Visual Hallucinations: Charles Bonnet Syndrome


Author Affiliation
Tiffany Jan, MD University of Chicago, Department of Emergency Medicine, Chicago, Illinois
Jorge del Castillo, MD, MBA University of Chicago, Department of Emergency Medicine, Chicago, Illinois
NorthShore University Healthsystem, Department of Emergency Medicine, Evanston, Illinois


The following is a case of Charles Bonnet syndrome in an 86-year-old woman who presented with visual hallucinations. The differential diagnosis of visual hallucinations is broad and emergency physicians should be knowledgeable of the possible etiologies.

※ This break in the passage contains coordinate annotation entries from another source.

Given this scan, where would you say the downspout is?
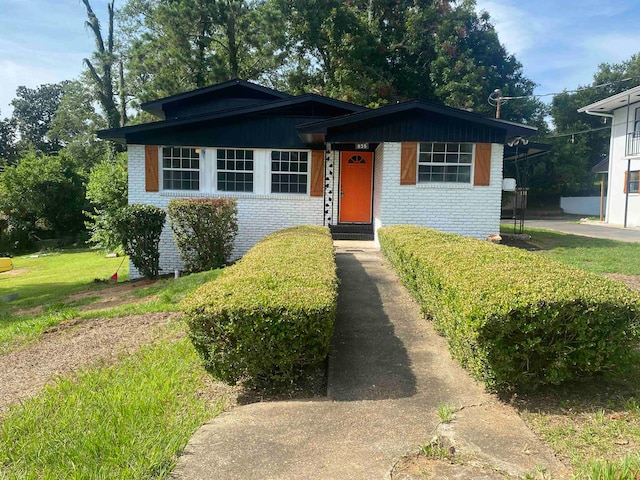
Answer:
[624,95,631,228]
[584,110,616,223]
[624,158,631,228]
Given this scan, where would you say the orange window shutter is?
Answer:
[144,145,159,192]
[310,150,324,197]
[400,142,418,185]
[473,143,491,187]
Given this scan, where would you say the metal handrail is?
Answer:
[625,132,640,157]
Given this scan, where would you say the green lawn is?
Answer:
[0,339,226,480]
[0,270,222,355]
[502,225,640,480]
[0,249,129,319]
[501,224,640,275]
[0,251,230,479]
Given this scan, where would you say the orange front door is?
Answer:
[340,152,373,223]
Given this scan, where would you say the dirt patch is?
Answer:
[604,273,640,292]
[15,279,156,315]
[0,313,182,412]
[389,454,510,480]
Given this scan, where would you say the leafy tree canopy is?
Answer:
[11,81,69,153]
[531,54,640,195]
[0,112,18,168]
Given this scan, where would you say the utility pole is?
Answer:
[488,88,503,118]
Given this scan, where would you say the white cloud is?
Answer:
[476,0,557,55]
[580,31,640,65]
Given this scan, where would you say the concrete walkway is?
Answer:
[173,244,563,480]
[525,220,640,242]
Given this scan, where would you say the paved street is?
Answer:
[520,219,640,242]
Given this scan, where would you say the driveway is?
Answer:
[525,219,640,242]
[172,246,564,480]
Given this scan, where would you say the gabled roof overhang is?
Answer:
[96,93,367,143]
[298,100,537,144]
[140,78,291,118]
[578,86,640,114]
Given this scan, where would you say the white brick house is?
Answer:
[98,80,536,277]
[578,86,640,227]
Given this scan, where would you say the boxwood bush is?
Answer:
[114,203,167,278]
[167,198,238,273]
[378,226,640,391]
[183,226,337,387]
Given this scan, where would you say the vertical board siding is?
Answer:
[310,150,324,197]
[400,142,418,185]
[144,145,160,192]
[473,143,491,187]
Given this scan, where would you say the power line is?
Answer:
[488,75,640,107]
[545,124,612,138]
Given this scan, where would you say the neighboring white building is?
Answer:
[98,80,536,278]
[578,86,640,227]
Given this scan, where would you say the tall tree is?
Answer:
[276,0,391,106]
[11,81,68,153]
[0,150,85,246]
[47,80,107,175]
[532,54,640,195]
[82,0,127,128]
[272,0,544,124]
[0,112,18,169]
[119,0,284,102]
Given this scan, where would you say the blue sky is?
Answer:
[0,0,640,117]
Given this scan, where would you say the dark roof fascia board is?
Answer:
[96,93,367,139]
[591,157,609,174]
[298,100,538,136]
[504,142,551,161]
[140,78,291,112]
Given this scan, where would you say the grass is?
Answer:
[0,249,129,319]
[438,403,457,423]
[520,371,640,480]
[503,225,640,480]
[0,339,230,479]
[501,224,640,275]
[0,270,222,354]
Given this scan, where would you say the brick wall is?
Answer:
[128,145,323,278]
[374,143,503,239]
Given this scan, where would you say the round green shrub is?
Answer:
[114,204,167,278]
[378,226,640,391]
[167,198,238,273]
[182,226,337,387]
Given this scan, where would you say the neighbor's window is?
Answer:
[271,151,309,193]
[217,148,253,192]
[418,143,473,183]
[629,170,640,193]
[162,147,200,190]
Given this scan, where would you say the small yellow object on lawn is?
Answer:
[0,257,13,273]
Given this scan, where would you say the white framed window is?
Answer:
[216,148,254,193]
[418,142,473,184]
[162,147,200,190]
[271,150,309,193]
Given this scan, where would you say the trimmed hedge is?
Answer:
[182,226,338,387]
[378,226,640,391]
[115,203,167,278]
[167,198,238,273]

Visual hallucinations are not a common presentation in the emergency department (ED). However, emergency physicians should be adept in differentiating between various causes. Patients who present with this neuro-ophthalmologic dysfunction carry a broad differential diagnosis. This usually results in an extensive evaluation, including neuro-imaging, laboratory testing, and consultation with pertinent specialties, such as neurology or psychiatry. While there are many serious causes of visual hallucinations, in this case report we present an unusual yet benign etiology for visual hallucinations.


An 86-year-old woman presented to the ED with a chief complaint of visual hallucinations. She had been having these “visions” for a week, occurring mainly in the evening. The hallucinations were episodic, binocular and lasted for hours. She was unable to identify any specific factors that would trigger their arrival or resolution.

The hallucinations were clear and vivid, representing either various objects around the house moving, such as a clock and a planter, or people and faces on the ceiling or corner of her room. She had become so frightened thinking she was “going crazy” that she decided to come to the ED. While experiencing these hallucinations, the patient had no change in mental status and maintained full insight and awareness. She denied any other visual disturbances, such as diplopia, scotomata, tunnel vision or loss of vision. She further denied auditory or other sensory hallucinations as well as headaches, fever, or trauma. There was no history of drug or alcohol abuse.

Her past medical history included open-angle glaucoma, macular degeneration, cataracts, hypothyroidism, hyperlipidemia and gastric reflux. Her surgical history was relevant for bilateral cataract surgeries with her right eye requiring 2 surgeries, as well as a corneal transplant. She denied any psychiatric history.

On physical examination she appeared well and in no acute distress. She was oriented to person, place and time. Her vital signs were: blood pressure 213/98 mmHg, pulse rate 66 beats/minute and regular, respirations 20 breaths/minute, temperature of 36.8°C and oxygen saturation of 97% on room air. There were no complaints of any hallucinations at the time of the exam. She had bilateral iridectomies and her corrected visual acuities were 20/50 OD and 20/100 OS. The visual fields were full, and her fundoscopic exam revealed no gross abnormalities. Neurologic examination showed no focal findings. A mental status examination did not reveal mood disturbance or cognitive deficits, and she scored 30/30 points on her Mini Mental Status Exam (MMSE). The remainder of her physical examination was normal.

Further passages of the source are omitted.